Now consider what happens when you propagate those constants into that RTL.
insn 23 sets pseudo 121 to 0xfff9ULL - (-8ULL), i.e. 0x10001ULL with overflow
(first argument is smaller than second argument), so I expect carry is set.
Now, insn 25 I'd hope performs r122 = 0ULL - (-1ULL) - 1 (the last being
carry), which is I think modelled properly by the (set (reg:DI 122) (minus
...)) part of the insn.
What is incorrect is the compare part of insn 25. Because it is compare 0
(-(unsigned __int128)1 + carry), i.e. comparison of 0 and 0, so no CC is set,
even when I hope
the instruction actually should set carry (if it doesn't it couldn't be used
even at runtime, because 0xfff9ULL - (-(unsigned __int128)8) does overflow.
Note, the i386.md pattern which I'd think would be similar in what it does at
runtime, is:
(define_insn "sub<mode>3_carry_ccc"
[(set (reg:CCC FLAGS_REG)
(compare:CCC
(zero_extend:<DWI> (match_operand:DWIH 1 "register_operand" "0"))
(plus:<DWI>
(ltu:<DWI> (reg:CC FLAGS_REG) (const_int 0))
(zero_extend:<DWI>
(match_operand:DWIH 2 "x86_64_sext_operand" "rmWe")))))
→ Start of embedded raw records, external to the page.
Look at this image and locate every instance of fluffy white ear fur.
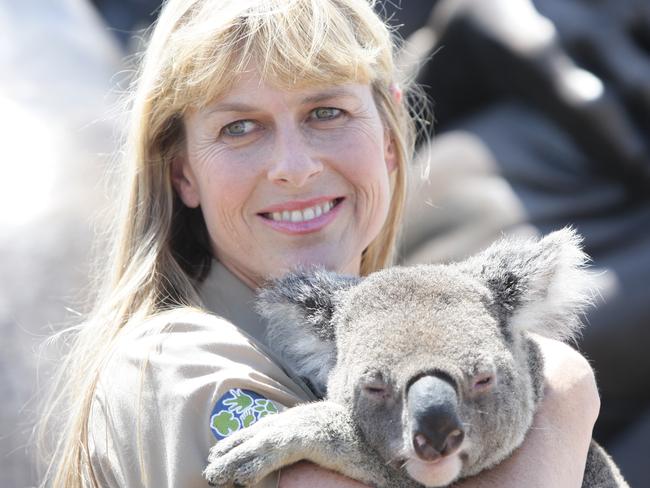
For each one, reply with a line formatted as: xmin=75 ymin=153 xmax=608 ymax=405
xmin=511 ymin=228 xmax=595 ymax=341
xmin=467 ymin=227 xmax=596 ymax=341
xmin=264 ymin=303 xmax=336 ymax=397
xmin=256 ymin=269 xmax=359 ymax=395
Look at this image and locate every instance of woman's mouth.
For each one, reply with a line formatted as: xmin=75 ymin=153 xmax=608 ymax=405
xmin=258 ymin=197 xmax=344 ymax=234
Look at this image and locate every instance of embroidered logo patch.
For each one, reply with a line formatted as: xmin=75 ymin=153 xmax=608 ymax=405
xmin=210 ymin=388 xmax=278 ymax=440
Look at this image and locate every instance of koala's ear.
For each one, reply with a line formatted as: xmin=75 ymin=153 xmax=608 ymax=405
xmin=464 ymin=228 xmax=595 ymax=341
xmin=256 ymin=269 xmax=360 ymax=396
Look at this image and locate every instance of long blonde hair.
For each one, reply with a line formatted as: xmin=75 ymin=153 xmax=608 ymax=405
xmin=39 ymin=0 xmax=414 ymax=488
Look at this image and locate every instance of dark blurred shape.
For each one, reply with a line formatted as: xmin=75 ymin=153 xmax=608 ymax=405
xmin=388 ymin=0 xmax=650 ymax=486
xmin=90 ymin=0 xmax=161 ymax=47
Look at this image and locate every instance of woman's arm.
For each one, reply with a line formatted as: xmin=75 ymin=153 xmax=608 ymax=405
xmin=458 ymin=336 xmax=600 ymax=488
xmin=280 ymin=336 xmax=600 ymax=488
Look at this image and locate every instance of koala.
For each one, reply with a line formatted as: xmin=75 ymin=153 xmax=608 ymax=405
xmin=204 ymin=229 xmax=628 ymax=488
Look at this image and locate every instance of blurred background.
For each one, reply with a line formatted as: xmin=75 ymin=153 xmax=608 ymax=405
xmin=0 ymin=0 xmax=650 ymax=487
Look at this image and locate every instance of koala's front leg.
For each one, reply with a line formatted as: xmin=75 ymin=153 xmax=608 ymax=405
xmin=203 ymin=401 xmax=408 ymax=487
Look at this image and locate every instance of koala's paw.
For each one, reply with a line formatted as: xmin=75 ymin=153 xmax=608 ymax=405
xmin=203 ymin=416 xmax=294 ymax=488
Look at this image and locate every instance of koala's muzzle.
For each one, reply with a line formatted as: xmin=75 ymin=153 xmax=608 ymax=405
xmin=406 ymin=375 xmax=465 ymax=461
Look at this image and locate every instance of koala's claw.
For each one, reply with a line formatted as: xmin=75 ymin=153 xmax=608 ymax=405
xmin=203 ymin=414 xmax=298 ymax=488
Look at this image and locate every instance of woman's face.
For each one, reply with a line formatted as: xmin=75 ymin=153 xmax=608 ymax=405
xmin=172 ymin=70 xmax=397 ymax=286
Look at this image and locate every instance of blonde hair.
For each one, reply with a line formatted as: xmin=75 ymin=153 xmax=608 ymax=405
xmin=40 ymin=0 xmax=414 ymax=488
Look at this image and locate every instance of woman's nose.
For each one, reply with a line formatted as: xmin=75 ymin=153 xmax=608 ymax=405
xmin=268 ymin=127 xmax=323 ymax=187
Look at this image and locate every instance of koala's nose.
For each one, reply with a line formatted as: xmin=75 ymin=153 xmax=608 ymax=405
xmin=407 ymin=376 xmax=465 ymax=461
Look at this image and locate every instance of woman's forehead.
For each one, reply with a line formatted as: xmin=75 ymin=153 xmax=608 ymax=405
xmin=195 ymin=72 xmax=372 ymax=113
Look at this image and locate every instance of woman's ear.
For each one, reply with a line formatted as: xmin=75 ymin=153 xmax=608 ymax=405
xmin=384 ymin=129 xmax=397 ymax=173
xmin=171 ymin=152 xmax=201 ymax=208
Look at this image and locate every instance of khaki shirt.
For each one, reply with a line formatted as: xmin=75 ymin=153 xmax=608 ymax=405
xmin=89 ymin=262 xmax=314 ymax=488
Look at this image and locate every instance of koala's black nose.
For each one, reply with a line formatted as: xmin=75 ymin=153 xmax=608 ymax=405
xmin=407 ymin=376 xmax=465 ymax=461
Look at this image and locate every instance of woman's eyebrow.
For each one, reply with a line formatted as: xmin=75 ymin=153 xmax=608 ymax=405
xmin=207 ymin=87 xmax=358 ymax=117
xmin=207 ymin=102 xmax=259 ymax=116
xmin=301 ymin=87 xmax=358 ymax=105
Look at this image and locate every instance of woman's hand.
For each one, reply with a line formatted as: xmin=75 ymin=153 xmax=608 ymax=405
xmin=280 ymin=336 xmax=600 ymax=488
xmin=279 ymin=461 xmax=366 ymax=488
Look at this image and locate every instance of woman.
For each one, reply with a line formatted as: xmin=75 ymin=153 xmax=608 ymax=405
xmin=38 ymin=0 xmax=598 ymax=487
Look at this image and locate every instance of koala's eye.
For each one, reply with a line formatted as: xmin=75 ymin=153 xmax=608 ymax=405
xmin=472 ymin=373 xmax=495 ymax=393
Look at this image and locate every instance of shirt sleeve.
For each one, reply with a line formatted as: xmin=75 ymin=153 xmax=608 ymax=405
xmin=89 ymin=314 xmax=306 ymax=488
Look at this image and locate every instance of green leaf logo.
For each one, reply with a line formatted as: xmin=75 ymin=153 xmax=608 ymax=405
xmin=210 ymin=410 xmax=241 ymax=437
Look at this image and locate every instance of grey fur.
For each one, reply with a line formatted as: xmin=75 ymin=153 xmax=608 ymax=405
xmin=204 ymin=229 xmax=627 ymax=488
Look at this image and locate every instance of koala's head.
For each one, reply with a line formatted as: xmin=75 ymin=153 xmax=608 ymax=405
xmin=260 ymin=230 xmax=590 ymax=486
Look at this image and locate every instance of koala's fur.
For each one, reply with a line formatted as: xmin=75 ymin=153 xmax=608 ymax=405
xmin=204 ymin=229 xmax=627 ymax=488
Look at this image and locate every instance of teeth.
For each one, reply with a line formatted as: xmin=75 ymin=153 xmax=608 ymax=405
xmin=269 ymin=201 xmax=334 ymax=222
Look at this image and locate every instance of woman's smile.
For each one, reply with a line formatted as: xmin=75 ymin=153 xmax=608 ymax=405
xmin=258 ymin=197 xmax=345 ymax=234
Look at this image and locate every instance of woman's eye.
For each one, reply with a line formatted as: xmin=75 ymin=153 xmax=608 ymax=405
xmin=311 ymin=107 xmax=343 ymax=120
xmin=221 ymin=120 xmax=257 ymax=137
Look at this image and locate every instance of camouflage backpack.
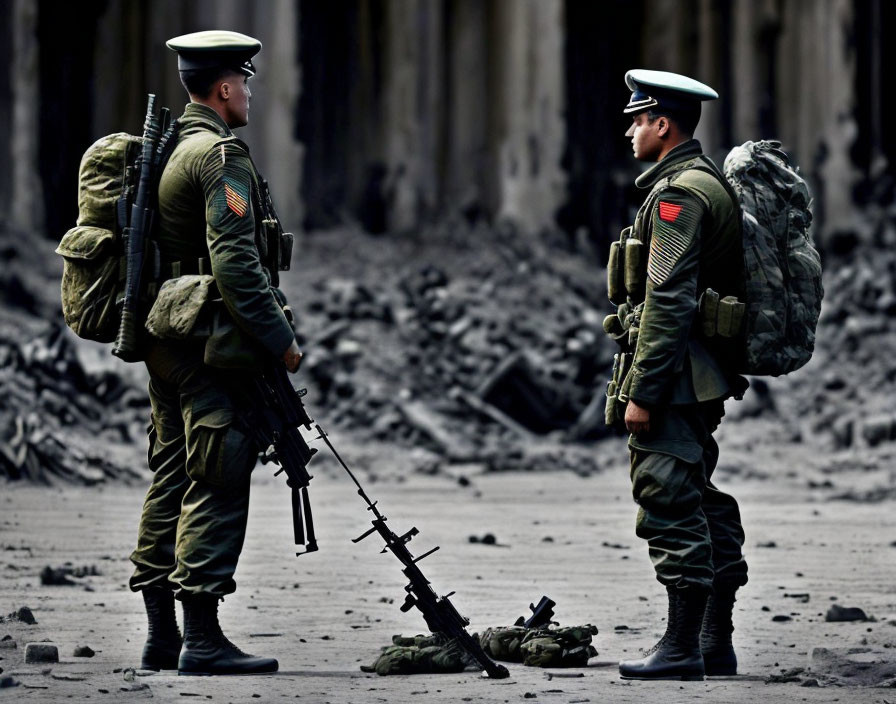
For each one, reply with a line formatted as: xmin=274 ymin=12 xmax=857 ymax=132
xmin=56 ymin=132 xmax=142 ymax=342
xmin=479 ymin=624 xmax=597 ymax=667
xmin=724 ymin=141 xmax=824 ymax=376
xmin=361 ymin=633 xmax=470 ymax=675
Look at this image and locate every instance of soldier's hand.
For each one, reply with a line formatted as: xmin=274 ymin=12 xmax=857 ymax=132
xmin=283 ymin=340 xmax=302 ymax=374
xmin=625 ymin=399 xmax=650 ymax=435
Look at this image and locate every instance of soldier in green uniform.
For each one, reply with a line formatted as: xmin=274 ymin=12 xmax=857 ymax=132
xmin=605 ymin=70 xmax=747 ymax=679
xmin=130 ymin=31 xmax=301 ymax=674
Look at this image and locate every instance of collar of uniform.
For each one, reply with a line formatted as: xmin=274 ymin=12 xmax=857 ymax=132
xmin=180 ymin=103 xmax=233 ymax=137
xmin=635 ymin=139 xmax=703 ymax=188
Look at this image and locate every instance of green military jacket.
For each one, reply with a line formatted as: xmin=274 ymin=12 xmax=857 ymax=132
xmin=626 ymin=140 xmax=746 ymax=408
xmin=156 ymin=103 xmax=295 ymax=366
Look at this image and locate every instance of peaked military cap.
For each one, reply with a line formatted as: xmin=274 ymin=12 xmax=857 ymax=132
xmin=623 ymin=68 xmax=719 ymax=115
xmin=165 ymin=29 xmax=261 ymax=76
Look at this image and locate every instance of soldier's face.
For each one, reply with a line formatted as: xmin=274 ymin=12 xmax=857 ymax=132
xmin=625 ymin=112 xmax=664 ymax=161
xmin=221 ymin=73 xmax=252 ymax=127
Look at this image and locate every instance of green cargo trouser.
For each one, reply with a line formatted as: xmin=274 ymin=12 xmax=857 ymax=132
xmin=130 ymin=340 xmax=257 ymax=596
xmin=629 ymin=400 xmax=747 ymax=589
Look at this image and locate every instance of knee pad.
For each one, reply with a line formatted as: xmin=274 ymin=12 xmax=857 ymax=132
xmin=187 ymin=423 xmax=258 ymax=489
xmin=632 ymin=452 xmax=703 ymax=516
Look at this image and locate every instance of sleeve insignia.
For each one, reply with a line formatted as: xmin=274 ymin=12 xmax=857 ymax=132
xmin=660 ymin=200 xmax=681 ymax=222
xmin=224 ymin=181 xmax=249 ymax=217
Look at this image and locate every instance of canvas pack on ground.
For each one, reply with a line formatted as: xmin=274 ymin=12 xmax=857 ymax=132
xmin=56 ymin=96 xmax=177 ymax=342
xmin=724 ymin=141 xmax=824 ymax=376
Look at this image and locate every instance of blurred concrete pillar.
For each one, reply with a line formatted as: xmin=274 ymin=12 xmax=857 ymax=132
xmin=489 ymin=0 xmax=566 ymax=229
xmin=8 ymin=0 xmax=44 ymax=233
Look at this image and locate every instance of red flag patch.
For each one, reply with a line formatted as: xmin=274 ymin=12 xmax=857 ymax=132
xmin=660 ymin=200 xmax=681 ymax=222
xmin=224 ymin=181 xmax=248 ymax=217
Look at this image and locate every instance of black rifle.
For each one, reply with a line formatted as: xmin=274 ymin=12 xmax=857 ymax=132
xmin=112 ymin=93 xmax=176 ymax=362
xmin=513 ymin=596 xmax=557 ymax=628
xmin=252 ymin=360 xmax=510 ymax=679
xmin=250 ymin=360 xmax=317 ymax=555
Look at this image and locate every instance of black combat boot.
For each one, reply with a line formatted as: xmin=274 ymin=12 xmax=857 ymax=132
xmin=619 ymin=587 xmax=707 ymax=680
xmin=140 ymin=587 xmax=184 ymax=671
xmin=177 ymin=594 xmax=279 ymax=675
xmin=700 ymin=589 xmax=737 ymax=675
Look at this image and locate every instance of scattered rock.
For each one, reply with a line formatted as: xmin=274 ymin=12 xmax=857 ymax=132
xmin=40 ymin=565 xmax=76 ymax=587
xmin=40 ymin=564 xmax=100 ymax=586
xmin=824 ymin=604 xmax=870 ymax=622
xmin=7 ymin=606 xmax=37 ymax=626
xmin=25 ymin=643 xmax=59 ymax=664
xmin=862 ymin=415 xmax=896 ymax=447
xmin=469 ymin=533 xmax=498 ymax=545
xmin=765 ymin=667 xmax=806 ymax=684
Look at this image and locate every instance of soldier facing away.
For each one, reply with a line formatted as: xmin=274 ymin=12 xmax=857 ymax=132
xmin=130 ymin=31 xmax=301 ymax=674
xmin=605 ymin=70 xmax=747 ymax=679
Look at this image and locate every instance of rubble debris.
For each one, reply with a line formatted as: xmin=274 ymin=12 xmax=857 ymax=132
xmin=765 ymin=667 xmax=806 ymax=684
xmin=0 ymin=606 xmax=37 ymax=628
xmin=824 ymin=604 xmax=871 ymax=622
xmin=40 ymin=564 xmax=100 ymax=586
xmin=0 ymin=323 xmax=148 ymax=484
xmin=25 ymin=643 xmax=59 ymax=665
xmin=469 ymin=533 xmax=506 ymax=547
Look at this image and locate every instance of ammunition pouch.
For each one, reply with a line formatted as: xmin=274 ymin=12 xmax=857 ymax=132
xmin=607 ymin=227 xmax=647 ymax=306
xmin=604 ymin=352 xmax=635 ymax=426
xmin=56 ymin=226 xmax=127 ymax=342
xmin=146 ymin=274 xmax=217 ymax=340
xmin=697 ymin=288 xmax=746 ymax=338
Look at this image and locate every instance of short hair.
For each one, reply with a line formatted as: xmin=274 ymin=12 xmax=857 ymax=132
xmin=647 ymin=102 xmax=701 ymax=137
xmin=180 ymin=66 xmax=241 ymax=98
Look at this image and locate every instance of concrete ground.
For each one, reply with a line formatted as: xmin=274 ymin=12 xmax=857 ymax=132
xmin=0 ymin=446 xmax=896 ymax=704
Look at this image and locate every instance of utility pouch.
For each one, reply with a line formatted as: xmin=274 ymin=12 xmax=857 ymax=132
xmin=698 ymin=288 xmax=746 ymax=337
xmin=261 ymin=218 xmax=280 ymax=272
xmin=607 ymin=242 xmax=625 ymax=306
xmin=604 ymin=352 xmax=635 ymax=425
xmin=146 ymin=274 xmax=217 ymax=340
xmin=699 ymin=288 xmax=719 ymax=337
xmin=716 ymin=296 xmax=746 ymax=337
xmin=625 ymin=237 xmax=647 ymax=301
xmin=280 ymin=232 xmax=295 ymax=271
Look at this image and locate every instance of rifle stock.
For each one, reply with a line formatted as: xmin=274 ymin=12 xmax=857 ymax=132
xmin=112 ymin=94 xmax=162 ymax=362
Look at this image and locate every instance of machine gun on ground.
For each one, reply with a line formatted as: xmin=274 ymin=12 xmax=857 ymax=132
xmin=252 ymin=362 xmax=510 ymax=679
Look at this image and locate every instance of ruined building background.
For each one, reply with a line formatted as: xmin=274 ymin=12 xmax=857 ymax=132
xmin=0 ymin=0 xmax=896 ymax=484
xmin=0 ymin=0 xmax=896 ymax=249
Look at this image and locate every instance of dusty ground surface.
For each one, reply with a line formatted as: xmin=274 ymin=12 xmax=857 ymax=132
xmin=0 ymin=436 xmax=896 ymax=704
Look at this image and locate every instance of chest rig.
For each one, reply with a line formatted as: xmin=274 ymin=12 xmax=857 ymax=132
xmin=215 ymin=137 xmax=294 ymax=287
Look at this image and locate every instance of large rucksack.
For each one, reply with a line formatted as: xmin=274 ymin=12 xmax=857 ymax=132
xmin=56 ymin=132 xmax=142 ymax=342
xmin=723 ymin=141 xmax=824 ymax=376
xmin=56 ymin=95 xmax=178 ymax=350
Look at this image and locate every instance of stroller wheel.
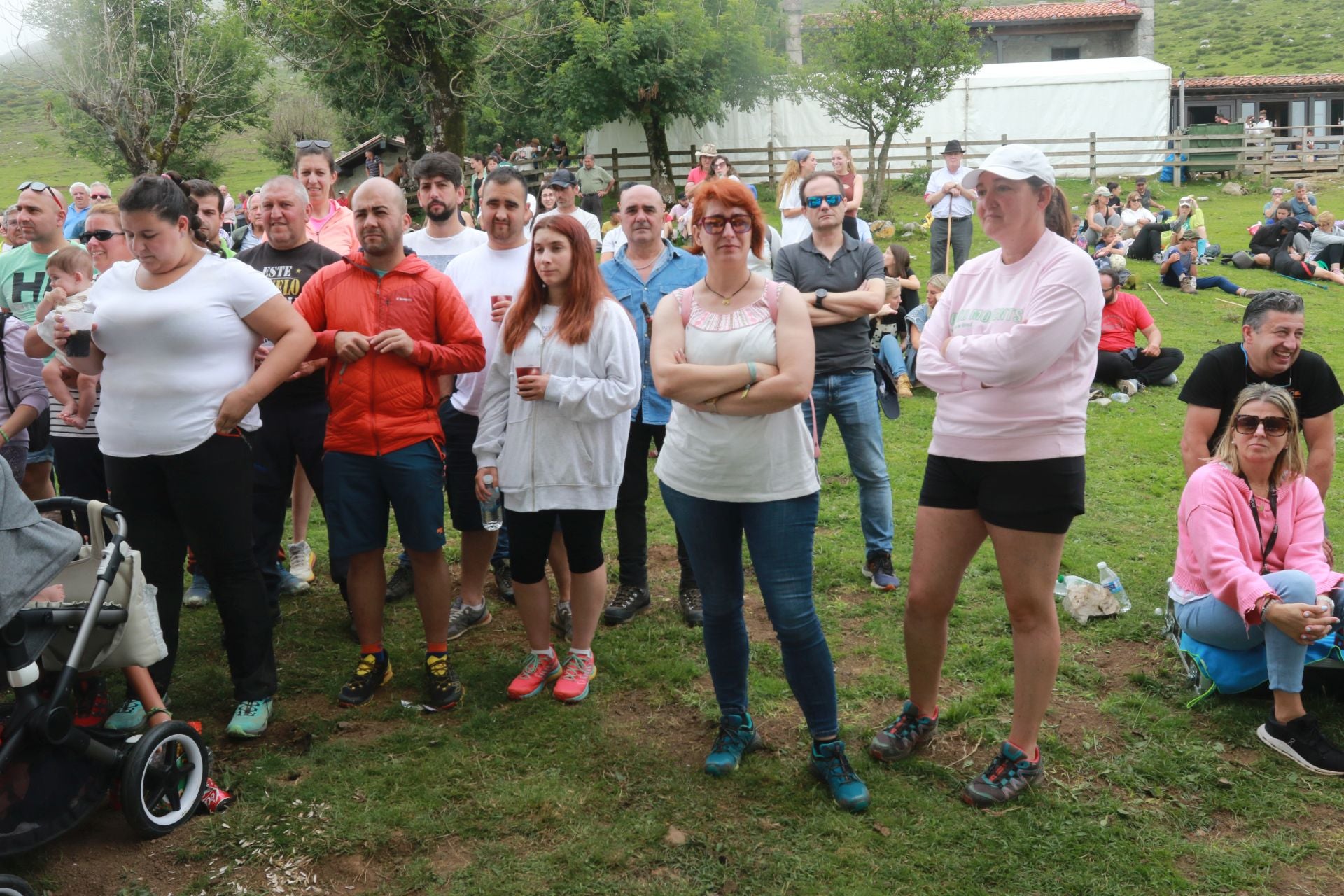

(clobber (match_scratch:DWIH 0 "=r"))]
""
"sbb{<imodesuffix>}\t{%2, %0|%0, %2}"
[(set_attr "type" "alu")
(set_attr "mode" "<MODE>")])
i.e. instead of comparing (sign_extend:TI (operand 1)) with (plus:TI
(sign_extend:TI (operand 2)) (ltu:TI (cc) (const_int 0))) in aarch64 backend it
compares
(zero_extend:TI (operand 1)) with (plus:TI (ltu:TI (cc) (const_int 0))
(zero_extend:TI (operand 2)). Not really sure if the order of carry and
extension of operand 2 matters that much
(needs to be checked in combine log if it should be matches by combiner in some
cases), but I think the zero_extend vs. sign_extend is significant.
Now, looking at what aarch64 does for add with carry, there are separate
patterns like add<mode>3_carryinC which set CC_C mode and use zero_extend and
add<mode>3_carryinV which sets CC_V mode and uses sign_extend.
So, shouldn't sub<mode>3_carryin{C,V} be split similarly and if we check carry
flag, we should use subdi3_carryinC?